Машина миновала небольшой перевал и покатила под уклон. Они проезжают мимо многочисленных пансионов, поворот налево, прямо, поворот налево, поворот направо, за следующим поворотом открывается вид на южные предгорья Альп.
— Обещаю вам четырнадцать дней хорошей погоды, — объявляет Петер. — Я угостил рюмочкой шнапса своего тезку-святого, так что он нас не подведет.
Филипп тихонько смеется и отодвигается от окна, спасаясь от солнечных лучей, которые светят с его стороны — ему напекает руку и ногу.
— Ты что так расселся? — ворчит Сисси.
— Я?
— Убери ногу на свою сторону!
— Мне жарко у окна.
— Перед отъездом у тебя было достаточно времени, чтобы сообразить, с какой стороны будет светить солнце, когда мы поедем на юг.
— А ты тогда не свешивай свои волосы на мою половину.
— Я и не свешиваю.
— Еще как свешиваешь.
— Да заткнись ты.
— Дура.
Филипп опять отодвигается в свой угол. Через некоторое время он смеется, немного лукаво, как гном.
Сисси жалуется:
— Папа, эта свинья пукает, у меня сейчас кровь носом пойдет.
— А что я? — откликается Филипп.
Его нежное мальчишеское лицо с непропорционально большими, потому что уже вырос, зубами заливает краска — от щек до самого лба и до корней волос.
— Кто портит воздух, ты или Господь Бог? — спрашивает Сисси.
— Но я ничего не могу поделать, — оправдывается он, снова заходясь в тихом смехе гномика, исходящем не то из носа, не то из живота. Немного погодя он, икая, отворачивается к окну и начинает рассматривать плотную стену из деревьев и кустов.
— Дурак, — резюмирует Сисси, сдувая с лица прядь волос и заправляя ее за правое ухо.
Теперь испорченный воздух доходит и до Петера, он опускает боковое стекло. Однако Сисси, сидящая за его спиной, как за надежным укрытием, ворчит, что поток ветра лохматит ее волосы. Ах вот как? Петер снова поднимает стекло.
— Вон там, впереди, это Медвежья стена, — объясняет он, вглядываясь в плывущий в дорожном мареве горный склон. — А за ним альпийское пастбище, его отсюда не видно.
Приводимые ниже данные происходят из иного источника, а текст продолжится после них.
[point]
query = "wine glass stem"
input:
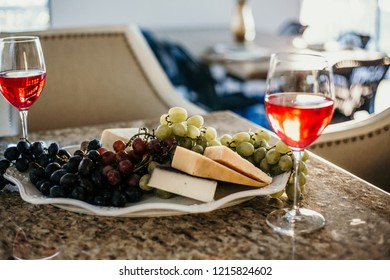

Как и ожидалось, его комментарии проигнорированы. Петер — единственный, кто испытывает какую-то солидарность с австрийскими пейзажами, кто видит больше, нежели открытые пространства и безлюдные деревни, словно слепленные из песка и распадающиеся сразу, как только машина оставляет их позади. Филипп засыпает. Сисси хоть и смотрит в окно, но с таким видом, словно пытается отыскать там смысл жизни, который, кто его знает, может, и содержится в воздухе в виде крошечных частиц материи. Хочется пожелать ей в этом успеха.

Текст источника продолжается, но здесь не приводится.